The rest stop is a concrete block, like someone tried to make a jail cell cheerful with baby blue paint. There’s a drinking fountain on one end and a set of picnic tables. Empty except for a guy in a reflective vest, vaping. Greta tries not to make eye contact.
Inside, the air is cold and wet, tinged with bleach and ancient piss. The light over the mirror flickers. One of the two stalls is zip-tied shut, OUT OF ORDER in red Sharpie. The other door has a gap at the latch like a missing tooth. Greta tugs it shut and twists the knob, feeling the dead weight of a lock that won’t catch.
She yanks her shorts down with her underwear bunched inside. The toilet seat is warm and sticky with old sweat. She half-sits, half-hovers, arms folded tight over her belly, doing that anxious squirrelly pee-dance. The echo in the bowl makes it sound like a horse pissing.
Greta hates this. The forced vulnerability, the sounds, the certainty that someone will come in any second. She looks at her knees, pale as raw chicken, the tufts of dark leg hair missed by her last frantic razor pass. A mosquito, trapped in the airless cubicle, lands on the fat above her sock line. She smacks it, shakes the sting from her hand, refocuses.
The latch gives a pathetic click and the door slams open. Greta jerks upright, yanking her shorts halfway up, clamping the waistband in both fists.

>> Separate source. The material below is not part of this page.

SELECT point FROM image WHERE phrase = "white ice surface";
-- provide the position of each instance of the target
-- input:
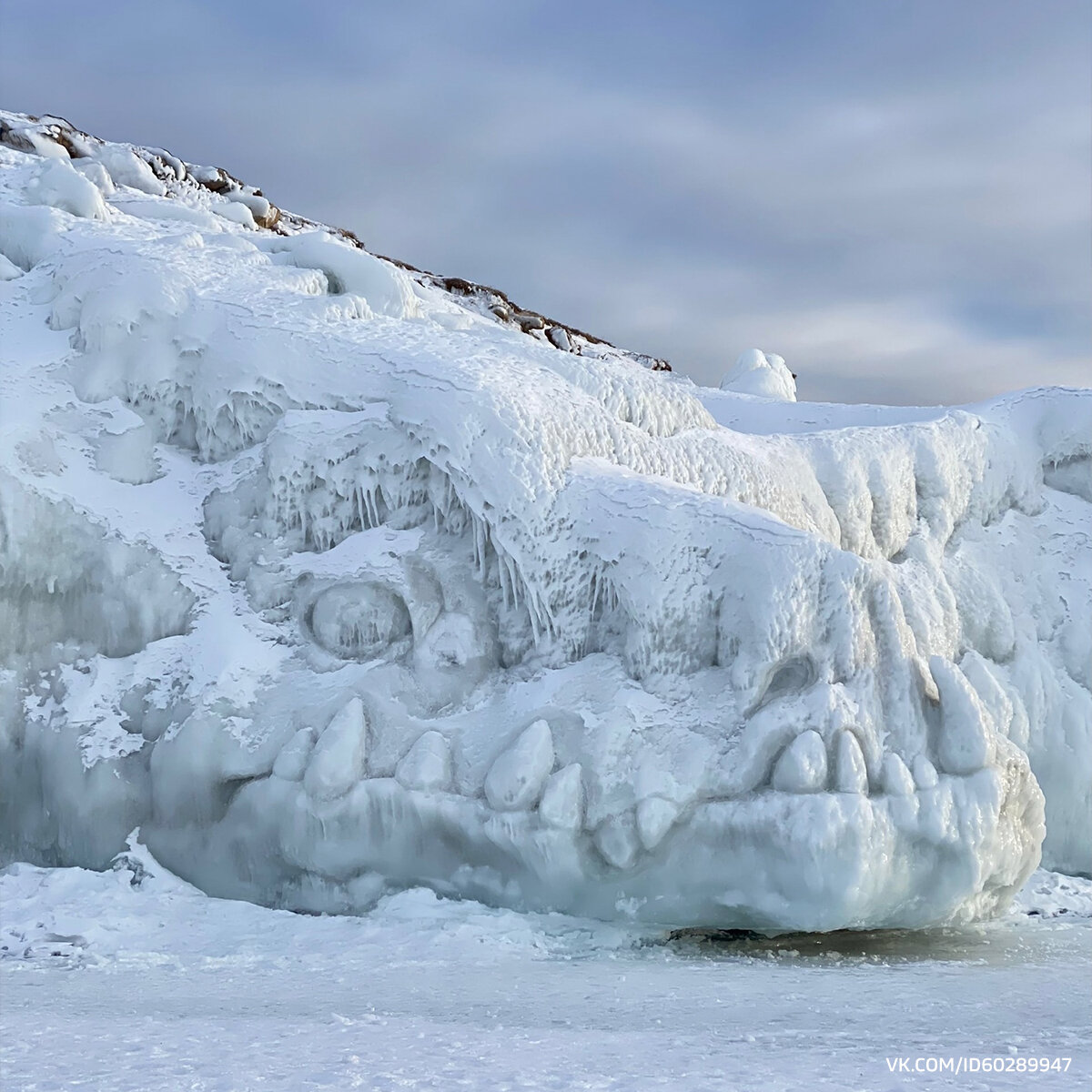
(298, 547)
(159, 987)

A man stands in the doorway. Gray hair, weathered face, the red staff polo of the groundskeeper. Mirrored sunglasses. He sees all of her. Thighs splayed, wrinkled shorts below her crotch, the white waistband of her period-stained underwear.
“Shit. Sorry.”
His voice is deeper than she expected. He slaps the door shut so hard the cinderblocks tremble.
Greta freezes. Her pulse is a jackhammer in her neck. She doesn’t move for five seconds. Ten. She is suspended in that humiliating instant, the shock of being seen, the certainty that he catalogued every shameful detail in one glance.
She stands, clumsy, thighs wet where her pee trickled down. She gets her shorts up, fumbles the flush, stares at her face in the rusted mirror. The light strobes overhead, striping her with fluorescent bands.
What did he see. Her cheeks blotched, her mouth slack. Dimpled thighs, wide hips, the soft under-roll of her belly. She looks used.